Carving Out Your Niche as a Young Professional

Note: This is a slightly modified version of an original post on my personal blog, better mistakes.

Peggy Olson, from Mad Men

Peggy Olson, young professional extraordinaire

Re-watching a few episodes of the AMC show Mad Men recently, I was struck by how many of its characters provide examples of young professionals trying to carve out their own little niche in the world.

One character ends up at the head of the fledgling Television Department.  In the early 1960s, television advertising was still considered the stepchild of the advertising world, and he is constantly struggling to find creative ways to adapt his media buying skills to a new medium.  Another character, Peggy Olson, takes advantage of a mentor relationship with the Creative Director and her own creative skills to move up the ladder.  Starting as a secretary, Olson eventually becomes a copywriter in a world where women typically did not hold much respect.  Finally, in one of my favorite lines of the show, a character explains how she made the transition from being a housewife to become the manager of her husband (a famous comedian):

“This is America.  Pick a job, then become the person who does it.”

With those characters’ trials in mind, I thought about my struggle to carve out my own niche as a young professional. I came up with three important aspects that should help you as you navigate the working world for the first time:

Own your expertise.  Some people are lucky enough to have one glaringly obvious skill that sets them apart from their colleagues — their expertise is easy to see.  But for many others, it’s a matter of combining a few more common skills in an uncommon way.  In my case, this meant combining my interest in technology and social media, my experience advising students, and my communication skills.  None of those skills on their own are particularly novel here in our office (I have some very talented colleagues), but recognizing how useful they are combined was an important discovery. It has allowed me to take the lead in conversations among colleagues when we discuss how technology and social media will impact the job/internship search, and to present those ideas to students in engaging ways both online and off. 

Reflect on your own abilities.  What comes natural to you, and what are some skills or abilities that you’re consistently complimented on?  How can you tie those skills into your professional aspirations?  If you need some more help with this, be sure to try the ‘me at my best’ exercise.

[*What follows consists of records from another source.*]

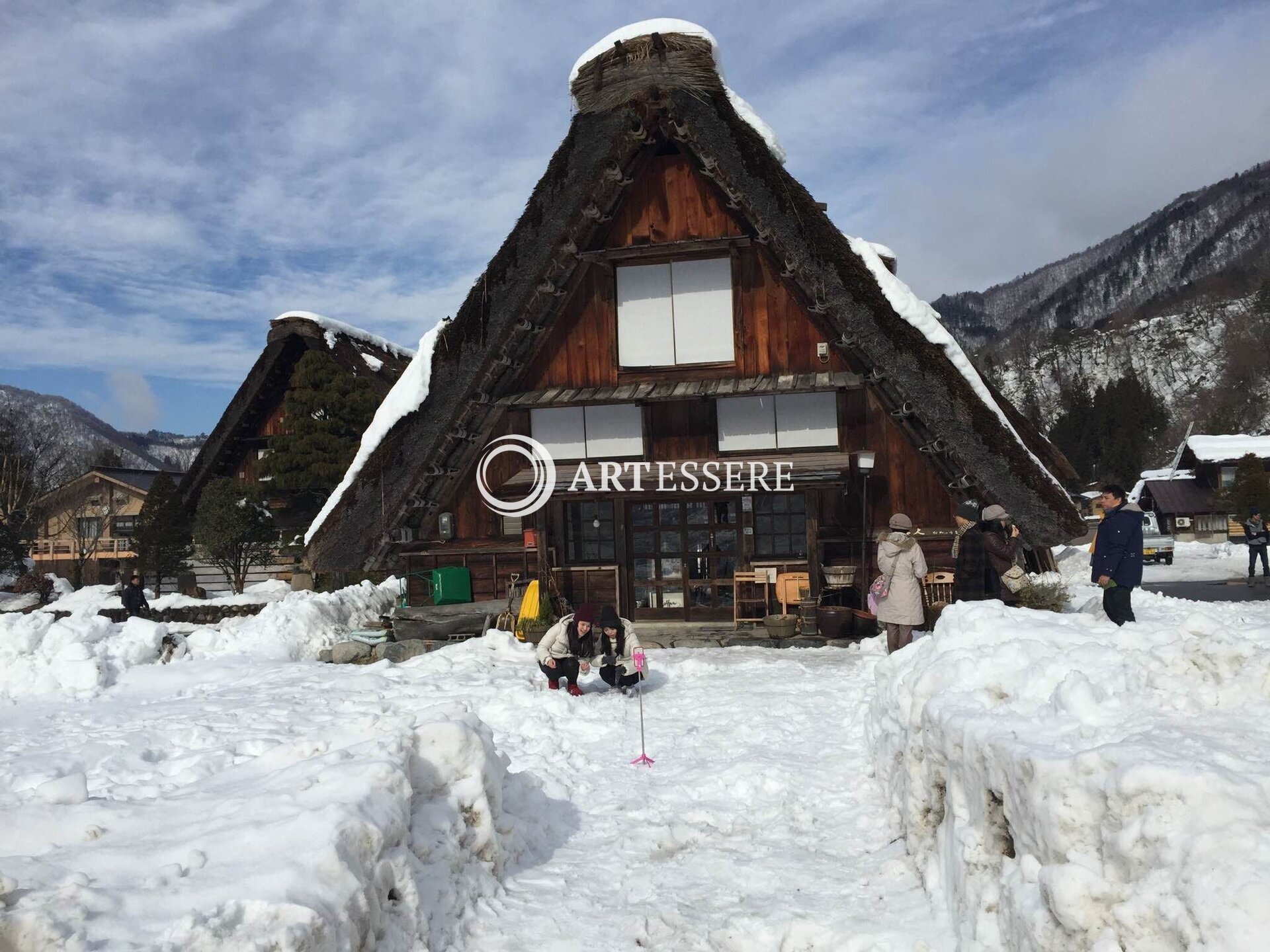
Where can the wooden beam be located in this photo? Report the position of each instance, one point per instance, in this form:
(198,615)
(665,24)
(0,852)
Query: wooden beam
(666,249)
(812,509)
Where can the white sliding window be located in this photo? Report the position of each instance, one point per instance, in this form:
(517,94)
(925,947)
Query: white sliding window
(747,423)
(807,420)
(646,319)
(675,314)
(562,430)
(601,432)
(701,294)
(778,422)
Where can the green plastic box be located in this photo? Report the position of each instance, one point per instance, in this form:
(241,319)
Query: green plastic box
(451,586)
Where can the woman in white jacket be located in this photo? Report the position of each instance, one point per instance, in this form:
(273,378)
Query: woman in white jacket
(567,647)
(902,564)
(618,643)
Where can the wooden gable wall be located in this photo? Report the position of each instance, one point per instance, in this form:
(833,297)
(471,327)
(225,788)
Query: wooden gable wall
(775,334)
(672,202)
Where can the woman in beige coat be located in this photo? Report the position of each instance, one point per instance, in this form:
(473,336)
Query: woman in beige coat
(901,561)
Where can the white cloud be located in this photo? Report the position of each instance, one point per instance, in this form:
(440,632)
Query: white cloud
(132,404)
(179,178)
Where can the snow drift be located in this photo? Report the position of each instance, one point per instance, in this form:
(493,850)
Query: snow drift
(370,833)
(85,653)
(1067,785)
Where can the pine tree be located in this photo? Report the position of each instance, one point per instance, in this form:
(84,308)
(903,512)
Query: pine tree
(327,409)
(106,456)
(233,530)
(1251,488)
(1127,419)
(1074,430)
(161,539)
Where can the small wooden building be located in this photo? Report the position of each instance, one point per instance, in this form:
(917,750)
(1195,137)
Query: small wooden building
(241,436)
(89,521)
(673,298)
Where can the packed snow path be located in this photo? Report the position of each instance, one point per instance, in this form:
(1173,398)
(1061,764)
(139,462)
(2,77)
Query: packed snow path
(759,828)
(237,804)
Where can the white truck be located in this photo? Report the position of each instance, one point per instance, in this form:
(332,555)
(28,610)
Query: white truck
(1156,546)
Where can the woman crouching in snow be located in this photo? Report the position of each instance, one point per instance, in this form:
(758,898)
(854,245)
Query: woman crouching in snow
(564,649)
(618,643)
(904,565)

Find mentors.  Navigating the professional world can be a daunting task for a recent graduate, and mentors can make that process exponentially easier and more productive.  A mentor can act as a sounding board for new ideas, can steer you toward opportunities and projects that will utilize your skill set, and help you understand the politics of your organization.  I’ve been fortunate enough in my time here to have a few fantastic mentors that have helped me along the way.  One has a very strong grasp of my interests and skills, and consistently pushes me to go outside my boundaries.  This has allowed me to not only utilize my expertise, but to continue growing in my role and beyond.  Another mentor is always there when I have a slightly ‘off the wall’ idea, and helps me think through both the opportunities and challenges it presents for our organization.  Even if you’re performing well in your role, a good mentor can mean the difference between staying exactly where you are (both literally and figuratively), and continuing to grow as a professional.  Penelope Trunk offers up some great tips for finding and keeping a mentor.

Prove it.  In the end, results are what really matter.  When you’re just beginning your professional life, you can sometimes get so bogged down in trying to complete the day-to-day tasks for your job that it seems impossible to stand out from the crowd in any meaningful way.  While it’s normal to go through a learning and adjustment period at the start of a new job, remember why you were hired; it’s not because you were the “most adequate” of all the people they interviewed!  You may not have the autonomy or authority to make big innovations at your organization right away, but you should always be thinking about how you can contribute above and beyond your job description.  Offering extra help to colleagues, showing enthusiasm by taking on ‘orphaned’ projects, and looking for more efficient ways to do your job are all great places to start.

Take me for example. I felt that a blog would be a great way for us to communicate our message to students in a more timely manner.  But before making a big push for an office blog, I needed to prove that I could write clear, engaging posts about career topics…so I decided to create one for myself. I was able to provide my coworkers and supervisors a tangible example of what I planned to ask for, and what success in that area would look like.

Your path will obviously be different than mine — after all, it’s your niche!  But if you have the confidence to own your expertise, the humility and curiosity to understand that you have a lot left to learn, and the determination to follow through and make your mark, you’ll go pretty far.  What are some of your tips for carving out a niche as a young professional?

2 Responses to Carving Out Your Niche as a Young Professional

  1. Ken Sundheim says:

    To add to your comment, when carving out a niche, try your best to make sure that this niche is needed on the job market. Contributing “above and beyond your job description:” There is a famous story of when Roy Kroc, the founder of McDonalds, gave a speech to a group of MBA students. After, they went out to have lunch or drinks (not important) and he asked the students what he did. Obviously, they responded that he sold hamburgers. He told them that he was in the real-estate business. Point being is that if you brand yourself as one thing with only one skill, there are limits. Your education does not stop after receiving a piece of paper.

    Ken Sundheim
    KAS Executive Sales and Marketing Recruiters

  2. This really is an excellent article. I think one of the biggest things that jumped out at me is how important it is to be creative and think outside the box — something that all too many fail to practice in today’s day and age.